Here’s a more rational approach:

hbar chart: High ITE percentile, Mid ITE percentile, Low ITE percentile

Suggested Weekly Question Volume by Risk Group
CategoryValue
High ITE percentile100
Mid ITE percentile150
Low ITE percentile200

Rough idea (adjust to your specialty and schedule):

  • High percentile, boards ≥9–12 months away:
    75–125 questions/week, mostly integrated into daily workflow, no panic.
  • Mid percentile or uneven profile:
    125–200 questions/week, targeted topic blocks, plus 1–2 focused review resources.
  • Low percentile, boards ≤12 months away:
    175–250 questions/week, scheduled review time, early practice exams, maybe faculty support.

No, that’s not a rigid prescription.

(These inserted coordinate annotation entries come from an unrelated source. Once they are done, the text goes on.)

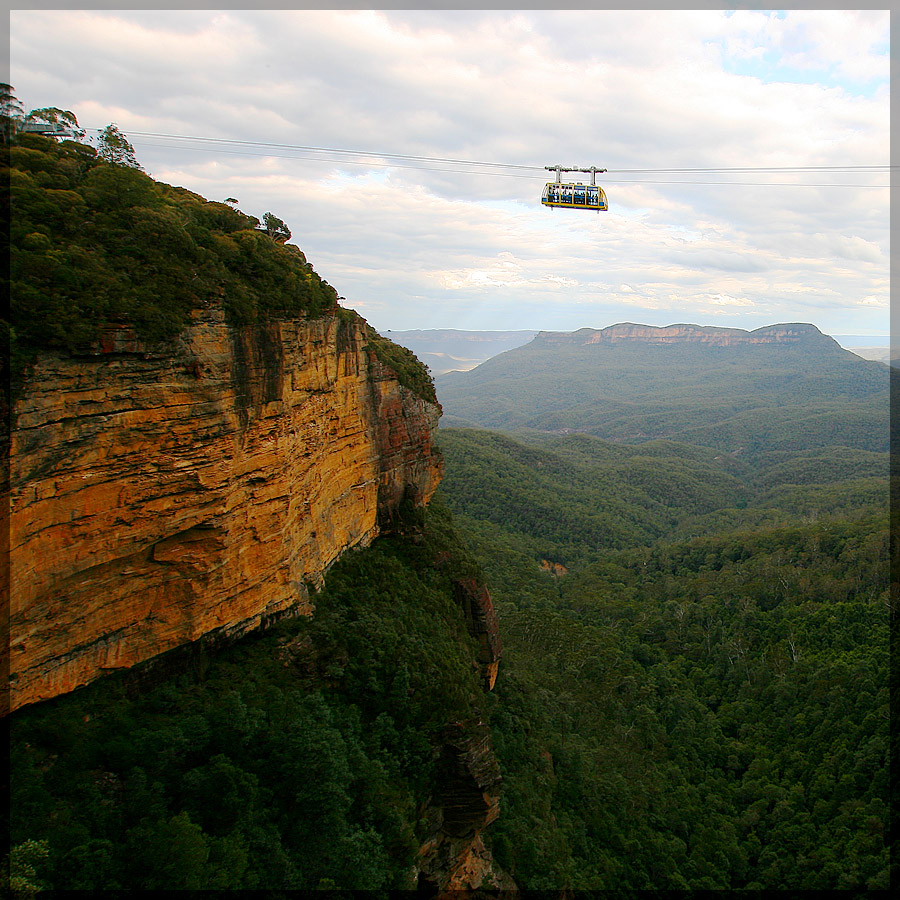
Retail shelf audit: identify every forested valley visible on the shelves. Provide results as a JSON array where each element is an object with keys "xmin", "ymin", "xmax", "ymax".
[
  {"xmin": 7, "ymin": 123, "xmax": 890, "ymax": 896},
  {"xmin": 441, "ymin": 429, "xmax": 890, "ymax": 891}
]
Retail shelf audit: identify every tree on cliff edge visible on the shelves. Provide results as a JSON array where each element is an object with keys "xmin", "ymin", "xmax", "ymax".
[
  {"xmin": 263, "ymin": 213, "xmax": 291, "ymax": 244},
  {"xmin": 97, "ymin": 124, "xmax": 141, "ymax": 169}
]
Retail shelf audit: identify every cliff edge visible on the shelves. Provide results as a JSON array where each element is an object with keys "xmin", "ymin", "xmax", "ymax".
[{"xmin": 8, "ymin": 307, "xmax": 441, "ymax": 710}]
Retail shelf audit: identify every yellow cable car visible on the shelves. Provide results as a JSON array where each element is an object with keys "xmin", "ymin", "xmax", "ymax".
[{"xmin": 541, "ymin": 166, "xmax": 609, "ymax": 212}]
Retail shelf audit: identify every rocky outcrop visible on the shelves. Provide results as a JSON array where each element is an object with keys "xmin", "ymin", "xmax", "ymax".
[
  {"xmin": 537, "ymin": 322, "xmax": 839, "ymax": 347},
  {"xmin": 8, "ymin": 309, "xmax": 441, "ymax": 709},
  {"xmin": 453, "ymin": 578, "xmax": 501, "ymax": 691}
]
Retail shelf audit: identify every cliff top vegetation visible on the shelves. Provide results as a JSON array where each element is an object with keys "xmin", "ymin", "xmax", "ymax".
[{"xmin": 8, "ymin": 128, "xmax": 337, "ymax": 364}]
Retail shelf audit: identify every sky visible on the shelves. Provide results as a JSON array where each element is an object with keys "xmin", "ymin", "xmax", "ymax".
[{"xmin": 9, "ymin": 9, "xmax": 890, "ymax": 335}]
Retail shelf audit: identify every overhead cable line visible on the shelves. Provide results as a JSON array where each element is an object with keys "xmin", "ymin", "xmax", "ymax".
[{"xmin": 87, "ymin": 129, "xmax": 896, "ymax": 188}]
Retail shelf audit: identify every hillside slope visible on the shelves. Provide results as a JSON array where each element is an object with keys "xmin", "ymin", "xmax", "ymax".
[{"xmin": 3, "ymin": 135, "xmax": 441, "ymax": 709}]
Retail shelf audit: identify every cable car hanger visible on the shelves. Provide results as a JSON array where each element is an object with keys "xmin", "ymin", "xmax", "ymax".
[{"xmin": 541, "ymin": 166, "xmax": 609, "ymax": 212}]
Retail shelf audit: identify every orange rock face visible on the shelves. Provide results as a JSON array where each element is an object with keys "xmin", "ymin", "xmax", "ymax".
[{"xmin": 8, "ymin": 310, "xmax": 441, "ymax": 709}]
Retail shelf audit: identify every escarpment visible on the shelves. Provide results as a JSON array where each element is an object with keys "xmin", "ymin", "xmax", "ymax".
[{"xmin": 9, "ymin": 307, "xmax": 441, "ymax": 709}]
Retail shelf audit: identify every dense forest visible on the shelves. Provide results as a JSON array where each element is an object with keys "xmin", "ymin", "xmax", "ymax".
[
  {"xmin": 435, "ymin": 326, "xmax": 889, "ymax": 460},
  {"xmin": 10, "ymin": 502, "xmax": 489, "ymax": 892},
  {"xmin": 6, "ymin": 110, "xmax": 890, "ymax": 884},
  {"xmin": 432, "ymin": 429, "xmax": 890, "ymax": 891},
  {"xmin": 0, "ymin": 127, "xmax": 435, "ymax": 401}
]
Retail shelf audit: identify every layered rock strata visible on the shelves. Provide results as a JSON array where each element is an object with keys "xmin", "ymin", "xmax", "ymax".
[
  {"xmin": 8, "ymin": 309, "xmax": 441, "ymax": 709},
  {"xmin": 416, "ymin": 722, "xmax": 516, "ymax": 900}
]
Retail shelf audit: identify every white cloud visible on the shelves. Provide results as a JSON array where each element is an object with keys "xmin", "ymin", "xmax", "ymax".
[{"xmin": 10, "ymin": 10, "xmax": 889, "ymax": 333}]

It’s a reality check: if you’re in the bottom quartile and still doing 20 scattered questions twice a week “when I have time,” you’re betting against the statistics.


The Only Part of the Prediction That Really Matters

Forget all the noise: the question isn’t “Does the ITE perfectly predict my boards?”

The real question is: “Does my ITE give me actionable information I can still use?”

And the answer is yes — if you treat it as:

  • A risk assessment, not a judgment
  • A baseline, not a destiny
  • A reason to build a deliberate plan, not a reason to panic or ignore

You’re not a percentile. You’re a moving target with 6–18 months of potential growth before the only exam that truly matters.


The Bottom Line: What’s Actually True

Let’s strip it down.

  1. ITE scores moderately predict board performance, but they’re not fate. Lower scores raise your risk; they do not guarantee failure. High scores lower your risk; they do not guarantee passing.

  2. Your trajectory and response matter more than a single number. A low PGY‑1 ITE with serious course correction beats a complacent PGY‑3 with a historically high percentile every single time.

  3. Programs and residents misuse ITEs when they treat them as labels instead of tools. The rational move is to use the score to shape your prep — not to catastrophize, and not to coast.

That’s the truth behind the myth: ITEs are loud smoke alarms, not the fire itself. What you do when they go off is what actually decides your board outcome.